El Mandato de la Raíz en la Arquitectura Globalizada
Frente a este telón de fondo, el sector arquitectónico chileno se enfrenta a una doble presión. Por un lado, la demanda de proyectos que integren tecnologías constructivas avanzadas y eficiencias energéticas, alineándose con estándares internacionales. Por otro, la creciente expectativa de clientes y la sociedad civil por edificaciones que resuenen con la historia, el paisaje y la materialidad local. Esto se traduce en un desafío laboral directo: la necesidad imperiosa de equipos multidisciplinarios que dominen tanto las normativas sísmicas más rigurosas y las últimas herramientas BIM, como las técnicas constructivas artesanales y el uso inteligente de recursos autóctonos como la madera nativa, la piedra volcánica o el adobe mejorado. Según datos de la Cámara Chilena de la Construcción de 2024, solo el 35% de las oficinas de arquitectura en el país tienen experiencia comprobada en proyectos de gran envergadura que fusionen exitosamente elementos tradicionales con diseño de vanguardia.

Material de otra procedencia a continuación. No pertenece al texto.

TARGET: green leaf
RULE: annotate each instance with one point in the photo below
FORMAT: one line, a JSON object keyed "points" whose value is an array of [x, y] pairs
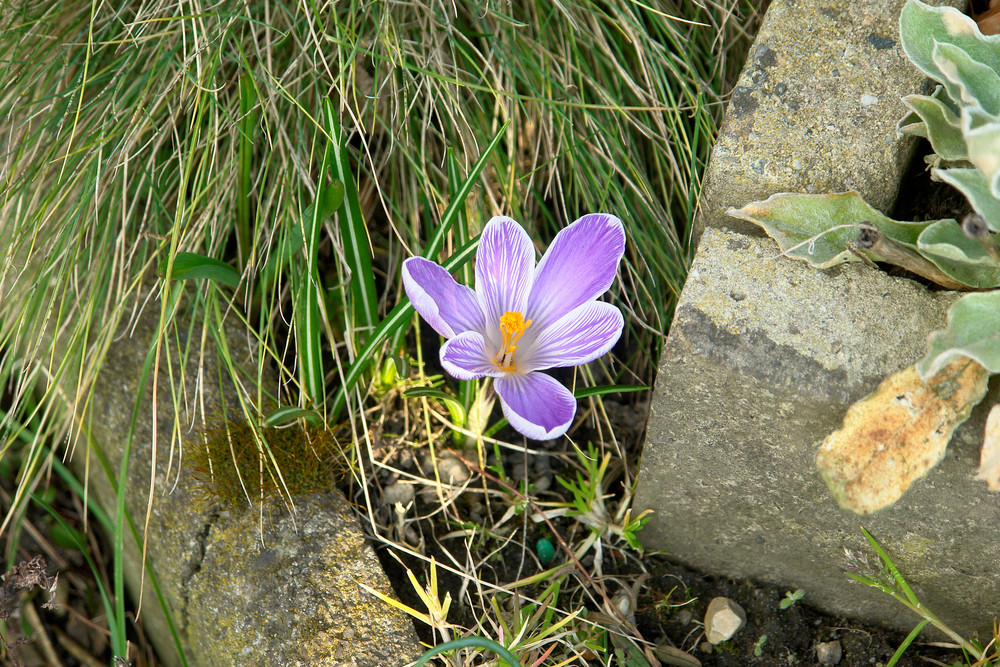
{"points": [[945, 244], [817, 228], [67, 537], [403, 311], [982, 135], [974, 83], [353, 231], [290, 413], [973, 331], [938, 123], [921, 26], [455, 407], [584, 392], [189, 266]]}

Proyectando a 2035, el panorama exige una reconfiguración de la formación académica y la especialización profesional. Países como Japón, con su milenaria tradición de carpintería y su liderazgo en alta tecnología, ofrecen un modelo de coexistencia. Sus profesionales son capaces de diseñar estructuras hipermodernas que respetan la escala y la materialidad de su entorno, a menudo incorporando elementos como el ‘engawa’ o el uso de la luz natural de formas culturalmente significativas. De manera similar, en Marruecos, la revitalización de medinas históricas ha propiciado el surgimiento de una generación de arquitectos que integran patrones geométricos ancestrales con soluciones espaciales contemporáneas, generando valor económico y turístico.
El desafío para Chile radica en capacitar a una fuerza laboral que pueda transitar fluidamente entre el manual y el digital, entre la herencia Mapuche o Chilota y las megaciudades del futuro. Se prevé que la demanda de arquitectos con especialización en patrimonio y diseño contextualizado crezca un 25% en la próxima década. La inversión en investigación y desarrollo de materiales locales adaptados a nuevas técnicas constructivas, la promoción de concursos de diseño que valoren la identidad y la implementación de políticas públicas que incentiven el uso de mano de obra y recursos locales, no son solo opciones, sino exigencias ineludibles para que la arquitectura chilena no solo se construya, sino que narre su propia historia en el concierto global.